"¡Dios! ¿Y qué voy hacer ahora?" de Antonio Mira Martín

02.03.2021

Estamos a finales del mes de Julio, hace calor, los balcones y ventanas están abiertos. De repente se oye un fuerte golpe y una ronca y fuerte voz que exclama ¡¡¡Dios!!! ¿Y qué voy hacer ahora?

Es Roberto, y no es la primera vez que se le oye esta exclamación. Los vecinos conocemos la historia de su vida, de su vida laboral.

Y es que a Roberto, lo han jubilado, si, digo bien, lo han jubilado.

Sentado en una silla frente a la mesa del comedor, con los codos apoyados en ella y con la cabeza cabizbaja hace pasar sus dedos entre la maraña de cabello canoso que cubre su cabeza, y es que sólo hace que pensar, y de repente levantando la cabeza y mirando al techo de la habitación da un fuerte golpe sobre la mesa y repite su queja.

Roberto, sólo había trabajado en una empresa, y ésta lo jubiló al cumplir los 65 años, y es que empezó de aprendiz y en el transcurso de su vida laboral había alcanzado, por su valía, puesto de mayor categoría y responsabilidad. Era un trabajador muy querido y valorado en la empresa, pero a pesar de ello, de nada le sirvieron sus repetidas peticiones de continuar en la empresa aun haber cumplido la edad de jubilación.

Ahora, sin una actividad que le ocupe las largas horas del día, se siente solo, vacío, fracasado, inútil, con una vida sin sentido, con un futuro triste y gris.

Sé que su mujer sufre tanto como él al verlo tan abatido, pero ninguna palabra de ánimo consigue que Roberto reaccione. En su interior, las palabras de su esposa se le antojan como la aceptación del fracaso en que se ve inmerso.

Esa actitud, no tan sólo la tiene en casa. En todas las ocasiones en que se cruza conmigo mantiene ese mismo carácter áspero. Y si como amigo le reprocho su conducta, su respuesta siempre es -déjame tranquilo-

En más de una ocasión lo he visto pasear por la calle completamente solo, y más que pasear, yo diría que deambulaba sin rumbo fijo. Si veía que se acercaba algún compañero de su antiguo trabajo, daba la vuelta para no tener, ni siquiera, que saludarlo.

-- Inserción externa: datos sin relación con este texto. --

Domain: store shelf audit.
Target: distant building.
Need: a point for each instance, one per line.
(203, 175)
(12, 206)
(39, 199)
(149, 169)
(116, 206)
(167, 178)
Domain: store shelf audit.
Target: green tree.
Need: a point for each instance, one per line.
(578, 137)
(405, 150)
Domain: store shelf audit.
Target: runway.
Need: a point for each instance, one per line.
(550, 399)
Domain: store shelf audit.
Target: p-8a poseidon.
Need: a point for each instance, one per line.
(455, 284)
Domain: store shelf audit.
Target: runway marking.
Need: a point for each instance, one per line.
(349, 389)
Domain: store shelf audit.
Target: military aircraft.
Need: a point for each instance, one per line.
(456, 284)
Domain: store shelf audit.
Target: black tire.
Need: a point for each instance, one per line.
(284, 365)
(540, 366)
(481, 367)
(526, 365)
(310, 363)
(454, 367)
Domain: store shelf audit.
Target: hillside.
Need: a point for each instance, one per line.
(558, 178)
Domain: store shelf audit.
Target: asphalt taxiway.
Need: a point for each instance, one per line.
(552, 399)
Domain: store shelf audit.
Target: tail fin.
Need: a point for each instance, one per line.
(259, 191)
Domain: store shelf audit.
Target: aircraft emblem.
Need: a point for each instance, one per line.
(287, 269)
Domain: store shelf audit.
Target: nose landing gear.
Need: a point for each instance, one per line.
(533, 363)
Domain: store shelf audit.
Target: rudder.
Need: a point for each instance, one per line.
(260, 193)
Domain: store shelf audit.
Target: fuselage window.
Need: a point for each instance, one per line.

Su esposa asistía con regularidad a un Centro de Personas Mayores, en el que realizaba diversas actividades. Allí comentaba el estado de ánimo de su esposo y la amargura que se vivía en su casa a consecuencia de ello. Todos la apoyaban y le ofrecían palabras de consuelo que no bastaban para aliviar el sufrimiento que sentía en su interior.

La Presidenta del Centro, conocedora de esta situación sugirió ofrecer a Roberto, el mantenimiento, cuidado y sembrado de unas mesas de huerto urbano ubicadas en una terraza del edificio y que estaban en ese momento sin que nadie que las atendiese.

Al comentar ese ofrecimiento a su esposo, pareció que tal posibilidad hizo mella en él, pues al día siguiente se encaminó junto a su esposa al Centro. Allí explicaron a Roberto, con más detalle, el ofrecimiento que le hacían, y que no obstante tendría que compartir esa actividad con dos compañeros también interesados. Con un guiño en la boca que quería ser una sonrisa, Roberto, accedió a formar parte de ese grupo.

Quizás por ser una actividad que le recordaba sus tiempos mozos cuando en el pueblo acompañaba a su abuelo en alguna que otra tarea en el huerto de la casa que se le vio aparentemente ilusionado en esa actividad, aunque su actitud con los demás compañeros no era demasiado dialogante.

Un día me cruce con Margarita, su esposa, y hablando de Roberto, me comentó lo contenta que estaba pues su marido habida hecho un cambio radical. Le pregunté y con una sonrisa en los labios me explicó que aquella conducta con sus compañeros había desaparecido, y que ahora gozaba de su amistad. Siguió contándome que trabajaba la tierra como un consumado experto, incluso que orientaba a sus compañeros de cómo debía abonarse la tierra para obtener buenas cosechas.

Si de algo me sirve la conducta de Roberto, es para no entrar en depresiones el día que me jubile.